"Voir le jour" : Sandrine Bonnaire, auxiliaire sous pression d'une maternité à flux tendu
L'actrice de 53 ans incarne une chanteuse reconvertie dans le milieu hospitalier dans le nouveau film de Marion Laine. Porté par un casting convaincant, le film ne parvient cependant pas à se démarquer des codes de séries télévisées.
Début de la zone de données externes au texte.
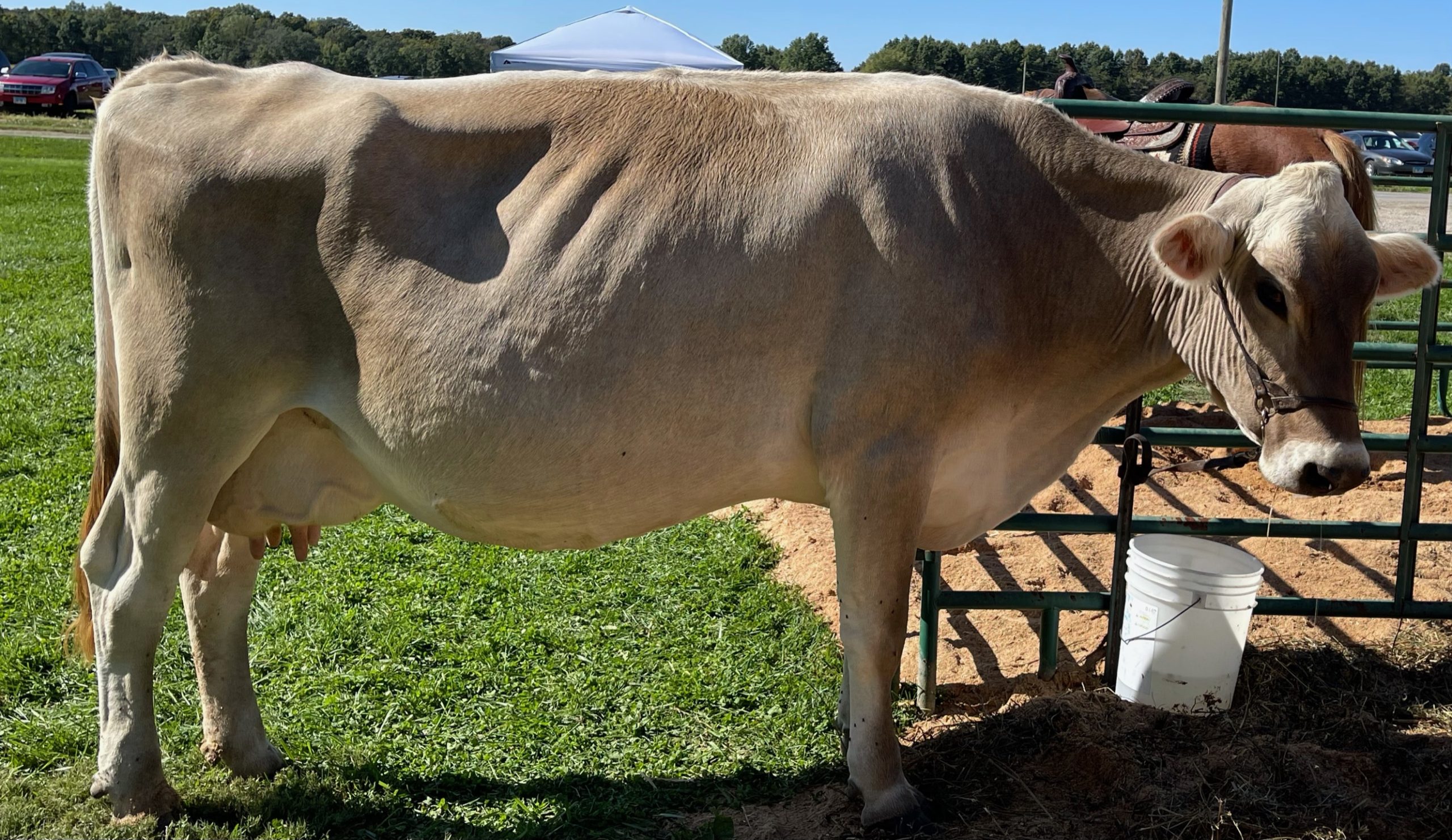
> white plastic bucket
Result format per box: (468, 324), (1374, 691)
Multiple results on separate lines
(1115, 534), (1265, 712)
Réalisatrice discrète du cinéma hexagonal (son dernier film, À coeur ouvert, date de 2012), Marion Laine redirige Sandrine Bonnaire dans Voir le jour, son troisième long-métrage, après Un coeur simple en 2008. L'actrice y incarne Jeanne, une ancienne rockeuse ayant posé guitares et perruques pour enfiler la blouse d'une auxiliaire de maternité. Les questionnements intimes sont au centre du film, mais aussi cette vie d'hôpital malmenée par des conditions de travail qui s'éffritent. En ressort un film aimable, mais un peu trop justement, la narration collant de près les codes de certaines séries télévisées.
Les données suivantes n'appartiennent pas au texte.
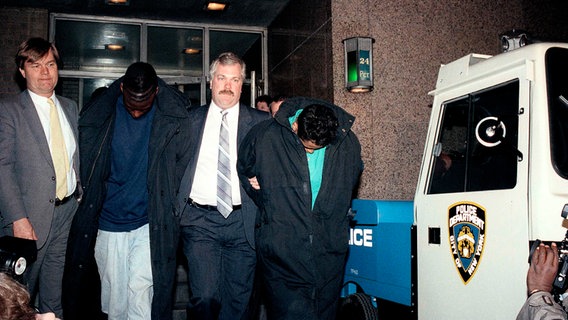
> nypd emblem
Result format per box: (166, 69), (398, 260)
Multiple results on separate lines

Reportage France 3 : E. Cornet, S. Gorny, N. Berthier, Y. Moine, N. Cargnino, L. Michel
Une toile de fond politique
En immersion, on rentre dans cette maternité en sous-effectif comme on pourrait rentrer dans un commissariat ou une école, le flux tendu de cette institution est au coeur du film dès le début, entre velléités de grèves et résignation de l'équipe. Le manque de moyens surtout, la surexploitation des employées et les combines qui vont avec. Le sous-texte politique du tableau est manifeste, c'est la partie la plus réussie aussi, le film sortant en salle dans un contexte de crise hospitalière qui s'éternise depuis des mois.
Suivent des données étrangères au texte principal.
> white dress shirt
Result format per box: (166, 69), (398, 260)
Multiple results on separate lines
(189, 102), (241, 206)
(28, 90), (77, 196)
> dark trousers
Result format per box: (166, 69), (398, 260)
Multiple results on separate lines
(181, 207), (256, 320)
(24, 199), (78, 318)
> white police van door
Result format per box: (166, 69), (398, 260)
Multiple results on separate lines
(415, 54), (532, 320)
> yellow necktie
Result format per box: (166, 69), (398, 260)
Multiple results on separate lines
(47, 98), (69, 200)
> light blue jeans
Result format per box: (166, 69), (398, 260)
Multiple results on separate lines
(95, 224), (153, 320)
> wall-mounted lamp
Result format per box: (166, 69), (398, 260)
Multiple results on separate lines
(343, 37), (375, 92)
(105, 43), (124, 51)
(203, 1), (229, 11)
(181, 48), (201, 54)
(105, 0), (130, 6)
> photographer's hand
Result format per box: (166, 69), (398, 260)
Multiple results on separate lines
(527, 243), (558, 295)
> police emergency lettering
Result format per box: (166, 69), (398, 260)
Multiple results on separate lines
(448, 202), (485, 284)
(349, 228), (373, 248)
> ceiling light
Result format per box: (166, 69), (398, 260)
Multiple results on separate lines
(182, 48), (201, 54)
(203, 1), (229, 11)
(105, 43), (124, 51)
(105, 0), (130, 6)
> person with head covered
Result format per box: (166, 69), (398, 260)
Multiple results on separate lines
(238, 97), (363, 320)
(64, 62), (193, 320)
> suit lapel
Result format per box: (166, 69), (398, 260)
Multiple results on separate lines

Mais les conversations comme la dynamique de groupe ont des airs de déjà-vu, comme la trame très feel-good de l'ensemble qui débouche sur des séquences téléphonées, qui manquent quelque peu de dramaturgie.
À cette dimension politique s'ajoute la crise existentielle de Jeanne, et son plongeon dans un passé ravivé par la douleur de voir partir sa fille de 18 ans. Une errance identitaire qui ne parvient pas tout à fait à émouvoir, même si la nostalgie joliment mise en scène par Marion Laine procure de brillants moments de flash-back.
La mort comme chape de plomb
Le casting est lui la vraie réussite du film, mêlant Brigitte Roüan, Aure Atika et la jeune Kenza Fortas, que l'on retrouve avec joie après son César du meilleur espoir (pour Shéhérazade de Jean-Bernard Marlin), impeccable ici dans ce rôle de stagiaire gouailleuse. L'association parfaite de ces actrices a priori opposées sauve Voir le jour, avec des seconds rôles soignés, parfaitement travaillés.
Adapté du roman Chambre 2 de Julie Bonnie, le film aborde la mort, réelle ou figurée, dès l'entrée en matière. Qu'il s'agisse des décès de nourrissons (0,4% des naissances nous est-il rappelé) ou de la fin d'un chapitre de vie, professionnel comme sentimental. Loin d'être un film noir, Voir le jour rappelle la violence du quotidien sans toutefois en faire des tonnes. Mais le film pèche à trouver son ton juste, sans cesse tiraillé entre une légèreté quasi comique et une dramatisation appuyée, ne faisait au final ni tout à fait rire, ni tout à fait pleurer.
La fiche
Genre : Comédie dramatique
Réalisateur : Marion Laine
Acteurs : Sandrine Bonnaire, Brigitte Roüan, Aure Atika, Kenza Fortas
Pays : France
Durée : 1h31
Sortie : 12 août 2020
Distributeur : Pyramide Distribution
Synopsis : Jeanne travaille comme auxiliaire dans une maternité de Marseille. Nuit et jour, Jeanne et ses collègues se battent pour défendre les mères et leurs bébés face au manque d’effectif et à la pression permanente de leur direction. Jeanne vit avec Zoé, sa fille de 18 ans, qu’elle élève seule. Lorsqu’un drame survient à la maternité et que Zoé part étudier à Paris, le passé secret de Jeanne resurgit soudain et la pousse à affirmer ses choix de vie.